Abstract
A machine-learning result is only as trustworthy as the team's ability to regenerate it, and the field has known for years that this ability is rarer than it looks. This paper surveys the public literature and toolchain of reproducibility, then reports how a small research team applied it in practice. We credit the audit work that quantified the gap [1], the conference-scale program that turned reproducibility into a reviewed checklist [2], the experiment-tracking infrastructure that captures a run's full context [3], the variance accounting that shows why one seeded run can mislead [4], and the systems analysis that named the hidden maintenance costs a research repository accrues [5]. Against that backdrop we describe our own discipline on a raster well-log digitisation project: a five-loss-function ablation matrix (Dice, Focal, Lovasz, Soft CE, Tversky) run on a single shared corpus version, with seeds, the 15,000-instance multiclass dataset, the 80/20 train-validation split, the 50-epoch budget, and the per-run provenance all pinned so that a logged curve-1 R-squared of 0.9891 could be reproduced from the record alone months later. The finding is that the public reproducibility playbook scales down cleanly to a team of a few engineers, but only if provenance is captured at the moment of the run rather than reconstructed afterward, and that for a comparison across five losses the single most valuable artifact is the ledger that pins each run to its loss, its data version, its budget, and its headline metric. The practice and its analysis are what we contribute; the cited works and tools are their authors', and VeerNet, our digitiser, is ours.
The reproducibility problem and how the field framed it
Reproducibility is the property that a result can be obtained again from the same conditions. For a learning system that means more than re-running a script. It means knowing the exact data the model saw, the exact code that trained it, the random seeds that fixed the otherwise stochastic path through the loss surface, the hyperparameters and epoch budget, and the metric definition the headline number was computed under. Drop any one of these and the number floats free of the experiment that produced it. We approach this as practitioners reading a field that other groups built, and we credit each contribution to its authors rather than claiming the framing as ours.

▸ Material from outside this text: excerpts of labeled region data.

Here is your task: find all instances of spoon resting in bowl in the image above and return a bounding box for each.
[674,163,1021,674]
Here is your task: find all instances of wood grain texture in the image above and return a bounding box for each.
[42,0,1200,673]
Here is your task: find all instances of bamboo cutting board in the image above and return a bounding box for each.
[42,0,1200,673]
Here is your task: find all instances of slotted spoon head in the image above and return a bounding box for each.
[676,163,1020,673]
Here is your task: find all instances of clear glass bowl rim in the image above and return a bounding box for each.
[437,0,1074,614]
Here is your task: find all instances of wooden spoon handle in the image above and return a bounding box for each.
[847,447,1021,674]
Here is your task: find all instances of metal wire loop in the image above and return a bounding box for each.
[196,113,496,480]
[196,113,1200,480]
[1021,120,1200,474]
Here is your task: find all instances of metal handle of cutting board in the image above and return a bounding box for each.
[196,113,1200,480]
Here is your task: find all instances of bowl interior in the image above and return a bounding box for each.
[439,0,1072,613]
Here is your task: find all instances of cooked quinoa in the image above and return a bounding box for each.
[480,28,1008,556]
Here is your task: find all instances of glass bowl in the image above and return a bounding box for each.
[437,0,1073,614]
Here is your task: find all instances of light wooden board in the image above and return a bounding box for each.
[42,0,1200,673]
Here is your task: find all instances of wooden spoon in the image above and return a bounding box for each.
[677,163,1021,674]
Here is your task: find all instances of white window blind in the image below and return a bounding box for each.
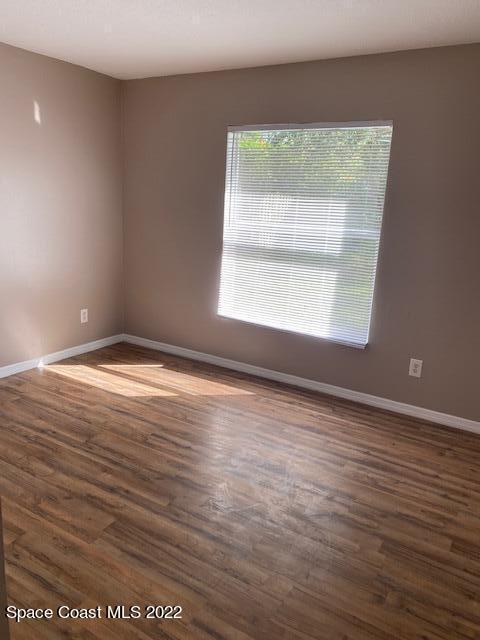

The audit that put numbers on the gap is Gundersen and Kjensmo's survey of empirical artificial-intelligence papers at major venues [1]. They scored papers against a set of reproducibility factors, the kind of documentation a reader would need to regenerate the work, and found that very few papers recorded enough to clear even a modest bar. Their contribution to our reading is the graded definition: reproducibility is not one binary property but a ladder, from being able to repeat an experiment with the original code and data, through reproducing it from a description, to replicating the finding under independent conditions. A small team almost never reaches the top of that ladder, but it can and should reach the bottom rungs reliably, and the survey is what tells us which rungs those are.
The community then turned the diagnosis into procedure. The NeurIPS 2019 reproducibility program, reported by Pineau and colleagues [2], built a machine-learning reproducibility checklist into the submission and review process, paired it with a code-submission policy, and ran a parallel reproducibility challenge in which volunteers tried to regenerate accepted papers. The lasting artifact for a practitioner is the checklist itself: a concrete enumeration of the things a paper must state, from dataset splits and the number of training-and-evaluation runs to the exact compute and the measure of central tendency reported. We treat that checklist as a specification a research repository should satisfy by construction rather than a box ticked at submission time.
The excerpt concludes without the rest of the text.